Re: [avr-gcc-list] avr superoptimizer

Sean D'Epagnier Mon, 20 Apr 2009 16:43:04 -0700

Hi,

On 4/20/09, Georg-Johann Lay <a...@gjlay.de> wrote:
>
> Hi Sean,
>
> as far as I understand, your tool runs on asm code, i.e. you map short
> sequences of asm instructions (which must not contain code labels) to
> other instruction sequences.
>


Right, and it's far from complete.  In theory it could handle code
with labels and branches but I haven't implemented that yet, and it
would be slower for processing.. but I have ideas for how to do it
with reasonable efficiency.

> The lookup table is generated by brute force?
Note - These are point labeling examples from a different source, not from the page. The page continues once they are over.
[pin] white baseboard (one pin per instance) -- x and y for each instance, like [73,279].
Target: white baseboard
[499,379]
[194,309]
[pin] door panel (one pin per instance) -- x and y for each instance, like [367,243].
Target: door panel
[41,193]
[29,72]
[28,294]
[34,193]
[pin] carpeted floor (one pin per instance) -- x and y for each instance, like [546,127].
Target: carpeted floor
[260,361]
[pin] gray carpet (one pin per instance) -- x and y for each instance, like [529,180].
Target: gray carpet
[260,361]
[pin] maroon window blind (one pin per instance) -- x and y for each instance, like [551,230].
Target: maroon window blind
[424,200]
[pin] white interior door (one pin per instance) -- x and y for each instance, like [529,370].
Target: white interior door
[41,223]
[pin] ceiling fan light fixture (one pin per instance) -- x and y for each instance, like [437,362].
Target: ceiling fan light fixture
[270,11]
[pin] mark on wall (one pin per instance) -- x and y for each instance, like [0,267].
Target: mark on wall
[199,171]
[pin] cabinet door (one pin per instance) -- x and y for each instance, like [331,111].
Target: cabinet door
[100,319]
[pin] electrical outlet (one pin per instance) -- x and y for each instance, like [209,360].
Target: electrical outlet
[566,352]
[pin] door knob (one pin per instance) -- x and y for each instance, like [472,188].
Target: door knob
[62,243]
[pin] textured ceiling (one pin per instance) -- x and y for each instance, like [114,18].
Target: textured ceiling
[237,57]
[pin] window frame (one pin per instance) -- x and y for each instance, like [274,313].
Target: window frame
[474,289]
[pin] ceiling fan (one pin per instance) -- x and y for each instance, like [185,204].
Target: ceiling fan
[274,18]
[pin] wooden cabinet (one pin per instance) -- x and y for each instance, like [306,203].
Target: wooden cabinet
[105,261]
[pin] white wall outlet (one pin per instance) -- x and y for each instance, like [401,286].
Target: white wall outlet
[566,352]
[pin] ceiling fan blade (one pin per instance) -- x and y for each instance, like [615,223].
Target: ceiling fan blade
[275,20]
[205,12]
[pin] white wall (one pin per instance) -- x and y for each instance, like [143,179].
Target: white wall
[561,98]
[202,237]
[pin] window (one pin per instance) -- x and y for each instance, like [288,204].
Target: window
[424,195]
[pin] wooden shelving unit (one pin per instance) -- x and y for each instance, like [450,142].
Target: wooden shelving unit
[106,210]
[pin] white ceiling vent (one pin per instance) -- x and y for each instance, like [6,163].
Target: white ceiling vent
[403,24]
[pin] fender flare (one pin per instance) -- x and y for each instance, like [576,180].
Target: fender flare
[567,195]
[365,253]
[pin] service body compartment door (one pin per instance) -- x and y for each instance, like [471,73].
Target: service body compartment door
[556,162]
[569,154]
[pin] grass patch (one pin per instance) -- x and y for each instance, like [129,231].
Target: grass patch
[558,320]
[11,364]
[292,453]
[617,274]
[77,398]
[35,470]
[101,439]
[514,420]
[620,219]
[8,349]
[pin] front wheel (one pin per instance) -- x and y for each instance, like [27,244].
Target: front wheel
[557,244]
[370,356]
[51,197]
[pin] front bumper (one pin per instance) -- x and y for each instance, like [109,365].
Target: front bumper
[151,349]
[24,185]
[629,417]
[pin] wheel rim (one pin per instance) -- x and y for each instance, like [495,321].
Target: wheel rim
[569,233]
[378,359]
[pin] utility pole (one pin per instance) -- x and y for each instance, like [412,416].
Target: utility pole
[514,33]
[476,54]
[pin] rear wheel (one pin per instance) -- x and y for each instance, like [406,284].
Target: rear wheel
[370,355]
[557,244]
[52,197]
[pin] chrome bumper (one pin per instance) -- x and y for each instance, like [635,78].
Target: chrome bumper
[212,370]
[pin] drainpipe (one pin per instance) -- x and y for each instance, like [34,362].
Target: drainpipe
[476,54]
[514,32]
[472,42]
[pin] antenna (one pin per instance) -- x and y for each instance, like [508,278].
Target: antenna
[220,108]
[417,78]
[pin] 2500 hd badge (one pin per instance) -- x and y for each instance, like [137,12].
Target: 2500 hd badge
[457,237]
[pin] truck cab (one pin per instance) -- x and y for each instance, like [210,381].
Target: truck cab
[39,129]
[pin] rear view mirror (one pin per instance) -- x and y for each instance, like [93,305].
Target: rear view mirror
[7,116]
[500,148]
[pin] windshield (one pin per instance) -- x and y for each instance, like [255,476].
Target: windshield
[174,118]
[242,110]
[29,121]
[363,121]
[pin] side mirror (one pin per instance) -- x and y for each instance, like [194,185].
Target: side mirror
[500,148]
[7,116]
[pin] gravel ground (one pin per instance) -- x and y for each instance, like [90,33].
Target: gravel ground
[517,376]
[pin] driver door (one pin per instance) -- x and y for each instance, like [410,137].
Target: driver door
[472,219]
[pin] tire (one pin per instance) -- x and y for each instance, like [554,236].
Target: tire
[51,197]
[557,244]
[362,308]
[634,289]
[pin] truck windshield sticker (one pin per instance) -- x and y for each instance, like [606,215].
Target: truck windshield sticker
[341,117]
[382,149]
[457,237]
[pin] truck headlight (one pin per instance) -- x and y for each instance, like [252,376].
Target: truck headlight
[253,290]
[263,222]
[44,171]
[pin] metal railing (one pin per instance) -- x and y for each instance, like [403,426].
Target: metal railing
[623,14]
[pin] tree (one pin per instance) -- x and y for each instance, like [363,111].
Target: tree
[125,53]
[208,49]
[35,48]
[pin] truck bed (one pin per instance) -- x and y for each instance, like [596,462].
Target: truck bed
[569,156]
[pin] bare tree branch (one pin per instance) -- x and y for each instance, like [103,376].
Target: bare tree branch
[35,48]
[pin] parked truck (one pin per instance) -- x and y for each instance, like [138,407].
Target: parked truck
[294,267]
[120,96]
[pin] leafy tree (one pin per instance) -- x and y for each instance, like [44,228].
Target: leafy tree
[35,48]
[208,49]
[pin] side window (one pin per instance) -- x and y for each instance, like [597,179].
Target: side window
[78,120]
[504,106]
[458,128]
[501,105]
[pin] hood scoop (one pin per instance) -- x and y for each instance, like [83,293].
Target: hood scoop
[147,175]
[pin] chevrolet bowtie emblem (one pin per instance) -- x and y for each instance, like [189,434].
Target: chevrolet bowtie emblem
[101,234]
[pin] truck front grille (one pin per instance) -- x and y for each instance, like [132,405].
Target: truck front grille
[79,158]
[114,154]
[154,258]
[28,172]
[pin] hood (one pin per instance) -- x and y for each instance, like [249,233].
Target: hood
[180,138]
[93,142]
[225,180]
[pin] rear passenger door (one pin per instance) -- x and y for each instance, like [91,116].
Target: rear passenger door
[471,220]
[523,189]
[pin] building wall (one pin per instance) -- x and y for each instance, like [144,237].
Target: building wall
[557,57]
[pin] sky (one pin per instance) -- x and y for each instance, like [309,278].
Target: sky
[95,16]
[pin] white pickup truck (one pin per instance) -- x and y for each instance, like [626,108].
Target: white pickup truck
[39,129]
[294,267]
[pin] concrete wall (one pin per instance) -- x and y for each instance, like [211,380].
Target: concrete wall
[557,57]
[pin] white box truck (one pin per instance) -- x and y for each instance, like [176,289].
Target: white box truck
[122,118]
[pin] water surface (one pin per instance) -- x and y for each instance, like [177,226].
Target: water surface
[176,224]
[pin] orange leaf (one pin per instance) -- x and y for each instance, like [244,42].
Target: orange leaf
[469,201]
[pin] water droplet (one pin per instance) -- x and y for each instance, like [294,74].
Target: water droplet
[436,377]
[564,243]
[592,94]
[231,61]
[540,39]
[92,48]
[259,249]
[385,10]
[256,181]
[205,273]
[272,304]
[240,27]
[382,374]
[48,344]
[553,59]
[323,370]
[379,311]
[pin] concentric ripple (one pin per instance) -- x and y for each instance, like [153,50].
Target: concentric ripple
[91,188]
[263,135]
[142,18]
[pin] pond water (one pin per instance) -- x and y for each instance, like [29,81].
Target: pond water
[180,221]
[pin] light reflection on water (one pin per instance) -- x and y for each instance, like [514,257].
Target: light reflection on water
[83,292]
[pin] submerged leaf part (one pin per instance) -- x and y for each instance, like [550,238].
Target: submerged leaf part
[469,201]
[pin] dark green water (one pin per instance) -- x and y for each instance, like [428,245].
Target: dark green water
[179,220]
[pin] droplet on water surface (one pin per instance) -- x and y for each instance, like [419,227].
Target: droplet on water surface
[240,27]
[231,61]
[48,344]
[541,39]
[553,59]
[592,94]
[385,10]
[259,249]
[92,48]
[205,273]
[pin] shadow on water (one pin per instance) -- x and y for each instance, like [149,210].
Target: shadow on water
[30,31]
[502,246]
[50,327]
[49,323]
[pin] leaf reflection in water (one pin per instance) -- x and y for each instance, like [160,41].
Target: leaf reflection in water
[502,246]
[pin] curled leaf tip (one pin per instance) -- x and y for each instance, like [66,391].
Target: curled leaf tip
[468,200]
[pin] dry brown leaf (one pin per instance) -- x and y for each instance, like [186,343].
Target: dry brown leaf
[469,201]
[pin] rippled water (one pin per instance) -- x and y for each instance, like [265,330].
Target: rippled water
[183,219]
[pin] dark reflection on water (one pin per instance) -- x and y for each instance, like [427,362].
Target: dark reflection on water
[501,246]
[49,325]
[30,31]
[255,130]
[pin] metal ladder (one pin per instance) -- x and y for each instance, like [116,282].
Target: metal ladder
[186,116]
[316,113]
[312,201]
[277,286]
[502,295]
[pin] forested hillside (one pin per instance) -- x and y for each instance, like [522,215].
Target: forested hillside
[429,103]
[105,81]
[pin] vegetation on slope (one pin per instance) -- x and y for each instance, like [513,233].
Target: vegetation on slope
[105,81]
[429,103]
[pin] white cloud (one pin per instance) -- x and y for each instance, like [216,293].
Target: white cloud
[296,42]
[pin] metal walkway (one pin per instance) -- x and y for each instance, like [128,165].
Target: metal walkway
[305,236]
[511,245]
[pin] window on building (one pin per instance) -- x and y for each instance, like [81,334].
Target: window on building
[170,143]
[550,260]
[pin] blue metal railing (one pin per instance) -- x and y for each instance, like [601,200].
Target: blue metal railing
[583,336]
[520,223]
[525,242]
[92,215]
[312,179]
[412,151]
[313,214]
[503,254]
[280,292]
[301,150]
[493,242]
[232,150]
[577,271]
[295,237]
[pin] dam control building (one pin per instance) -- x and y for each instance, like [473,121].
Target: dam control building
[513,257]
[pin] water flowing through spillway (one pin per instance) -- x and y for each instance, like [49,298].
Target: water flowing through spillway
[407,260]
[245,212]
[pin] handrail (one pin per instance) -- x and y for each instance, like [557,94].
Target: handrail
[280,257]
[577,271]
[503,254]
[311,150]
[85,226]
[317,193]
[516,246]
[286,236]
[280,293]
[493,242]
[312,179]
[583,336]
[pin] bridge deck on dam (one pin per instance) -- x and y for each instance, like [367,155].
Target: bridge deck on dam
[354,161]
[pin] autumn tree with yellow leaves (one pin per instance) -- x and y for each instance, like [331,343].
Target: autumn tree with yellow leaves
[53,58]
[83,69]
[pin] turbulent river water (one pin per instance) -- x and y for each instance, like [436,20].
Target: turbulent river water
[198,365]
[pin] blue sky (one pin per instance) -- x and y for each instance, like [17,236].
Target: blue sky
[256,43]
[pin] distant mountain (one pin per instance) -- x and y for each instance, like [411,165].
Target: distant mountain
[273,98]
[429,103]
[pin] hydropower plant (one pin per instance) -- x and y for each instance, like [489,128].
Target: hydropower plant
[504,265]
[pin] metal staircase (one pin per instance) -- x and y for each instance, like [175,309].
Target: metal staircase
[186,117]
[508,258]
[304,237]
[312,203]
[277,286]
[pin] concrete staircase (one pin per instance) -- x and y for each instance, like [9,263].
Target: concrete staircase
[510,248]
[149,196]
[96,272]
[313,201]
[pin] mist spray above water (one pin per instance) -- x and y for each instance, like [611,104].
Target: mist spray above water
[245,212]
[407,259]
Observing the results of
> asm sequences and trying to map to an other sequence that shows better
> performance depending on the cost function (time, space, ...).
>

Yes, right now it's brute force.  Fortunately the lookup table can be
stored to disk with a checksum of each instruction sequence which is
computed in such a way that it is guaranteed to be the same checksum
for a longer sequence if they are identical

> Then you use patterns that actually match some pieces of gcc output to
> automatically generate peephole2 resp. peephole patterns for avr-gcc?
>

Not quite yet.  My peepholes are assembly->assembly.  The peepholes
for gcc are rtl.

> I must admit that I am not a big fan of insn peepholes generated this
> way: peepholes can fix some mess from register allocation, but what is
> possible on peep level is very limited because register allocation is
> finished. So you cannot get some scratch register, and if a register is
> no more used after the peephole, you cannot free it and use for
> something else. Moreover, if there is a peephole that matches a sequence
>    A, B
> it won't match
>    A, X, B
> where X is independent of A and B.
>

Right, this is a major concern to me.   I know of a number of
peepholes defined in avr.md which do not always get applied in cases
that it seems like they should.

> Maybe it's possible to invent your work to generate patterns for insn
> combine rather that for insn peephole? That pass runs before register
> allocation and allows to transform from RTL to RTL.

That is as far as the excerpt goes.